# switch panel mount



## T-MAN

I want to buy a switch panel and mount it somewhere in my boat. I dont want to cut a big hole in my boat to do so. I have heard that radio shack sells a little waterproof box made for switch panels. Does anybody know another way or would one of these boxes work good.


----------



## Ryno409

X2. Can't wait to see what others have done as I don't want to cut a hole either.


----------



## jojo

I used a waterproof PVC electrical box from Menards and mounted it to the transom.


----------



## bailey86

on our dump tailors we use a waterproof junction box it would work great i think i think about it i will take a pic of it phillips makes them


----------



## devilmutt




----------



## T-MAN

thanks everyone. 

jojo can you buy those pvc boxes at hardware stores or anything? I was thinking something on those lines


----------



## jojo

T-MAN said:


> thanks everyone.
> 
> jojo can you buy those pvc boxes at hardware stores or anything? I was thinking something on those lines


I got mine from Menards. I would think you could get them from any hardware store though.


----------



## Oldgeek

I bought a "project box at Radio Shack for $6. I'd say it is splash or rain proof, except where you cut for the wires. Mine is mounted up on my seat next to the battery storage compartment. The box is about 8" x 6" x 4", so plenty big inside for all the fuses and wiring I had.


----------



## rschuett82

I used an ammo box (metal container), worked great, was waterproof and already olive green.

Just an idea


----------



## T-MAN

Oldgeek said:


> I bought a "project box at Radio Shack for $6. I'd say it is splash or rain proof, except where you cut for the wires. Mine is mounted up on my seat next to the battery storage compartment. The box is about 8" x 6" x 4", so plenty big inside for all the fuses and wiring I had.
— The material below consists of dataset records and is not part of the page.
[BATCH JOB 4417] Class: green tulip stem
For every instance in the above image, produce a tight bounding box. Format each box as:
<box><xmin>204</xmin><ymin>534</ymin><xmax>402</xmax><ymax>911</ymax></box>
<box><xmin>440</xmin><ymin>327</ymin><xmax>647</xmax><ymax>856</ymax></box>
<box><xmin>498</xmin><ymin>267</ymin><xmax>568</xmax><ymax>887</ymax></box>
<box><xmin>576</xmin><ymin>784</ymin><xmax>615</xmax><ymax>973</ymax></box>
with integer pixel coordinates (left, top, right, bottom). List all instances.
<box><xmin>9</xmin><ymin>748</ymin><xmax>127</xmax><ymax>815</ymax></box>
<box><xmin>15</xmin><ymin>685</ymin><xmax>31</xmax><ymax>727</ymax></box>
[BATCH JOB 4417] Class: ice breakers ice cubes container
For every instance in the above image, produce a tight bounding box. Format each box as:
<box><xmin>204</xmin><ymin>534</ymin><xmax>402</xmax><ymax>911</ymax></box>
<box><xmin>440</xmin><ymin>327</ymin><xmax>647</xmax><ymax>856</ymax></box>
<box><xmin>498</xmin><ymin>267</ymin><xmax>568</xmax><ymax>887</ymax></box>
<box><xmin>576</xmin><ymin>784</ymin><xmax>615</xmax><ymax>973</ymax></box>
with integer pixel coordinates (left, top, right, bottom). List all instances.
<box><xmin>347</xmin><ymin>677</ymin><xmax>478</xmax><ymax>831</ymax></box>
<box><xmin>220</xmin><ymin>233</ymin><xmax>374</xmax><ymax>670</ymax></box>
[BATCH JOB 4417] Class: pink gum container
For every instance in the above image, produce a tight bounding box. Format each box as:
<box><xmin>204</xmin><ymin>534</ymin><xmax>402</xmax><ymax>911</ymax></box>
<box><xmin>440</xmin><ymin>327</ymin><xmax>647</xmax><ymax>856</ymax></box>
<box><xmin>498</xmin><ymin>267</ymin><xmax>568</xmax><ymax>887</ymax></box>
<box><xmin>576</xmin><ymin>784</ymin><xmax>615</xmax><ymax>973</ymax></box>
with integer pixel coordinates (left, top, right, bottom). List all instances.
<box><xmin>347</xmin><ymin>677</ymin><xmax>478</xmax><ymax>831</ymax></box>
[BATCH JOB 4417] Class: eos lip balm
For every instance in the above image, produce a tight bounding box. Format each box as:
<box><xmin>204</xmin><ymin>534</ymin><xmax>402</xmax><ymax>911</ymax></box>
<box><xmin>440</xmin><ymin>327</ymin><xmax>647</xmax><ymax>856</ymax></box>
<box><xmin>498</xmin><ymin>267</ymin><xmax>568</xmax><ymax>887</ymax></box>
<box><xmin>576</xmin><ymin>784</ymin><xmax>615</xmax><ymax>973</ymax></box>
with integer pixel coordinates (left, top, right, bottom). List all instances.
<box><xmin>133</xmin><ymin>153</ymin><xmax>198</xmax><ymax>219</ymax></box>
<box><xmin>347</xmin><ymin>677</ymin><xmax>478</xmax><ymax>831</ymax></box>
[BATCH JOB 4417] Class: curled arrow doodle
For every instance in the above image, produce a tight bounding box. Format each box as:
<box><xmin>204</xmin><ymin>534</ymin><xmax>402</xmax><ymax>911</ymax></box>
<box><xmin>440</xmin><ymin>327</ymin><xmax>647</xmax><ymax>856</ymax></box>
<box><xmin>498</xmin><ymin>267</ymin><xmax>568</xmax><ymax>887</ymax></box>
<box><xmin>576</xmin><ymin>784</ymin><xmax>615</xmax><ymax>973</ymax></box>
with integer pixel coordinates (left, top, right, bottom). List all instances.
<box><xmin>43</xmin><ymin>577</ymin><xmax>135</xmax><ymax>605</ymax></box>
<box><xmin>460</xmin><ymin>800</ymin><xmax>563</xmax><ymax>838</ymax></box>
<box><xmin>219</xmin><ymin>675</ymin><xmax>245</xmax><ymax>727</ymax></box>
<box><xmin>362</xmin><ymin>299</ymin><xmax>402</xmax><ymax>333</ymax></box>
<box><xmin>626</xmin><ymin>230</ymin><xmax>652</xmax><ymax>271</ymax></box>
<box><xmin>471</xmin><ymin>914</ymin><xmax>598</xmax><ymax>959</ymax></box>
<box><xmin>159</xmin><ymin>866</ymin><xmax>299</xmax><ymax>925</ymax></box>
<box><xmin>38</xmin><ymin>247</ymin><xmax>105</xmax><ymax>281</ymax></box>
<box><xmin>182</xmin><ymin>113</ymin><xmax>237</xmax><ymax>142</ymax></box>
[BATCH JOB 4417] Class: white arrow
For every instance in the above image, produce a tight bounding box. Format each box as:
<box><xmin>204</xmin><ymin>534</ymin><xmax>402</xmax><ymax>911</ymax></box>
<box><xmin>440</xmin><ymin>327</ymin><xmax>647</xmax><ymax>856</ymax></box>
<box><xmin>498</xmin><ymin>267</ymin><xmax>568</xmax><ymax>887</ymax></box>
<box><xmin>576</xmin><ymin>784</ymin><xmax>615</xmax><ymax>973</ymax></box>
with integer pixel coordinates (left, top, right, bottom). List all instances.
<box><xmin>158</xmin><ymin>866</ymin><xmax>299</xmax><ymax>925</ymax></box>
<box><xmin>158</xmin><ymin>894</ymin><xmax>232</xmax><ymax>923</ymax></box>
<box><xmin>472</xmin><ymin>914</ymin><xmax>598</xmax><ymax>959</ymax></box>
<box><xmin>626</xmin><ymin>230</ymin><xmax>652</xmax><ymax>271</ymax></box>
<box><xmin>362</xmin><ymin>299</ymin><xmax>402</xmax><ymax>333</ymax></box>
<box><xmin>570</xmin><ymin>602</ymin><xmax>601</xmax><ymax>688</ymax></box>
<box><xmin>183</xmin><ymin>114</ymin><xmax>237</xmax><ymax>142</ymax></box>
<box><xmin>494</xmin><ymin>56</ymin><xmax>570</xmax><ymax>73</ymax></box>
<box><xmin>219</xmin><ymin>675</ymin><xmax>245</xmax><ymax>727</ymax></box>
I think that was what my friend was talking about. Do you have any pictures of it


----------



## Oldgeek

T-MAN said:


> Oldgeek said:
> 
> 
> 
> I bought a "project box at Radio Shack for $6. I'd say it is splash or rain proof, except where you cut for the wires. Mine is mounted up on my seat next to the battery storage compartment. The box is about 8" x 6" x 4", so plenty big inside for all the fuses and wiring I had.
> 
> 
> 
> 
> I think that was what my friend was talking about. Do you have any pictures of it
Click to expand...


Sorry, ALL my mod pictures are on my wife's camera...which she can't find. The best as I can explain it's just a black plastic box with an aluminum and a plastic front...no seams except on the front. The front panel is recessed and comes with 4 screw. The plastic isn't super heavy like you could stand on it, but isn't flimsy that it would break easily.


----------



## T-MAN

Oldgeek said:


> T-MAN said:
> 
> 
> 
> 
> 
> Oldgeek said:
> 
> 
> 
> I bought a "project box at Radio Shack for $6. I'd say it is splash or rain proof, except where you cut for the wires. Mine is mounted up on my seat next to the battery storage compartment. The box is about 8" x 6" x 4", so plenty big inside for all the fuses and wiring I had.
> 
> 
> 
> 
> I think that was what my friend was talking about. Do you have any pictures of it
> 
> Click to expand...
> 
> 
> Sorry, ALL my mod pictures are on my wife's camera...which she can't find. The best as I can explain it's just a black plastic box with an aluminum and a plastic front...no seams except on the front. The front panel is recessed and comes with 4 screw. The plastic isn't super heavy like you could stand on it, but isn't flimsy that it would break easily.
Click to expand...


Thats ok. Thanks for describing it for me that will help me alot


----------



## T-MAN

Ok Heres what i have decided to do. I have no where to mount a switch panel that would be out of the way so heres my idea. On my tracker topper 1542 there are transom corner brace which also has a little lip that comes down. I am going to mount my stern light to that and then put a single toggle switch on the lip that comes down. I think this would be the best way to do this and still have lots of room. 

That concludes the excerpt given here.